A la ferme Saint-Meen, à Monteneuf (Morbihan) à une soixantaine de kilomètres à l’ouest de Rennes, Yves et Jean-Claude Orhan, 50 et 57 ans, naisseurs-engraisseurs de père en fils, veillent avec fierté sur leurs quelque 700 truies en maternité et 2.800 porcelets en post-sevrage.
Confrontés comme tout le secteur à la hausse du prix de l’énergie, les deux frères et leurs associés ont décidé il y a deux ans de faire appel à la lisiothermie, une technique née notamment au Danemark qui permet de valoriser la chaleur des déjections porcines.
Ici, l’alimentation des cochons, livrée deux fois par semaine par camion, est le premier poste de dépense, mais pour fonctionner la maternité est aussi très gourmande en chauffage dont la part peut dépasser les 40% de la consommation d’énergie. « La truie a besoin de 20-22°C, le porcelet, 30-35°C », explique Yves Orhan.
« Il fallait un système de chauffage et le prix de l’énergie allait en augmentant », lâche l’éleveur, cheveux grisonnants et larges épaules, en faisant visiter sa ferme à l’AFP. « On est allé voir à 20 km d’ici un autre élevage qui faisait cela et on s’est dit que c’était pas si bête », se souvient Yves Orhan.
Le fermier breton ouvre la porte du local technique abritant la pompe à chaleur qui convertit les précieuses calories du lisier.
« La pompe à chaleur fonctionne comme un réfrigérateur inversé », explique Yves Orhan, la voix couverte par le bruit sourd du moteur qui pulse l’eau chaude dans les bâtiments.
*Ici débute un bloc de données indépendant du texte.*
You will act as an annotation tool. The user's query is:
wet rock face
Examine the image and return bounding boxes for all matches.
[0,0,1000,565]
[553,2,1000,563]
Le lisier chaud est directement récupéré depuis la maternité: passé à travers les caillebotis sur lesquels crapahutent les cochons, il tombe un mètre plus bas sur une grande dalle de béton au sous-sol qui capte la chaleur des déjections.
Les 7-8 degrés récupérés partent vers cette pompe, qui s’accumulent pour obtenir une eau à 55°C pour chauffer la ferme. A côté, une vanne trois voies permet de régler la température et d’obtenir une eau à 35°C.
Six kilomètres de tuyaux PVC ont été coulés dans la dalle, dans lesquels circule de l’eau chaude.
Moins d’ammoniac
« L’avantage c’est qu’en récupérant des degrés sur la dalle, on refroidit le lisier et il y a moins d’émanations d’ammoniac, donc moins d’odeur », souligne l’éleveur, un porcelet dans ses bras.
Une fois refroidi, le lisier est évacué et sert d’engrais.
Avec un coût de 50 à 60.000 euros, loin du million d’euros que peut coûter un projet photovoltaïque, Yves Orhan pense amortir son équipement sur 6 à 7 ans.
Mais quel effet sur la facture d’électricité ? Le fermier balaie la question: « Pour le moment on est encore en train de digérer le coût de l’investissement. »
Selon l’Institut du porc (Ifip), dans un élevage de 700-900 truies, avec une consommation de 1.000 kW par truie/an, un éleveur peut réaliser entre 5.000 et 7.000 euros d’économies d’énergie par an.
Selon l’Ifip, la lisiothermie a commencé à émerger en France il y a cinq ou six ans mais, avec une quinzaine de projets en cours au niveau national, reste pour l’heure confidentielle.
« Mais on sort d’une période de crise du prix du porc et cela pourrait évoluer dans le bon sens », estime Michel Marcon, ingénieur R&D bâtiment énergie à l’Institut.
« Ce n’est pas la solution de chauffage la plus simple », estime l’expert, « elle suppose la construction d’un bâtiment neuf ».
Mais les avantages sont indéniables: une température stable toute l’année, des salles qui « piquent moins », des animaux qui souffrent moins des émissions d’ammoniac. « Clairement cela ne va que dans le bon sens », analyse M. Marcon.
Mais il y a un bémol: la lisiothermie fonctionnant avec un tableau de commande centralisé, en cas de panne, une intervention peut nécessiter plusieurs jours.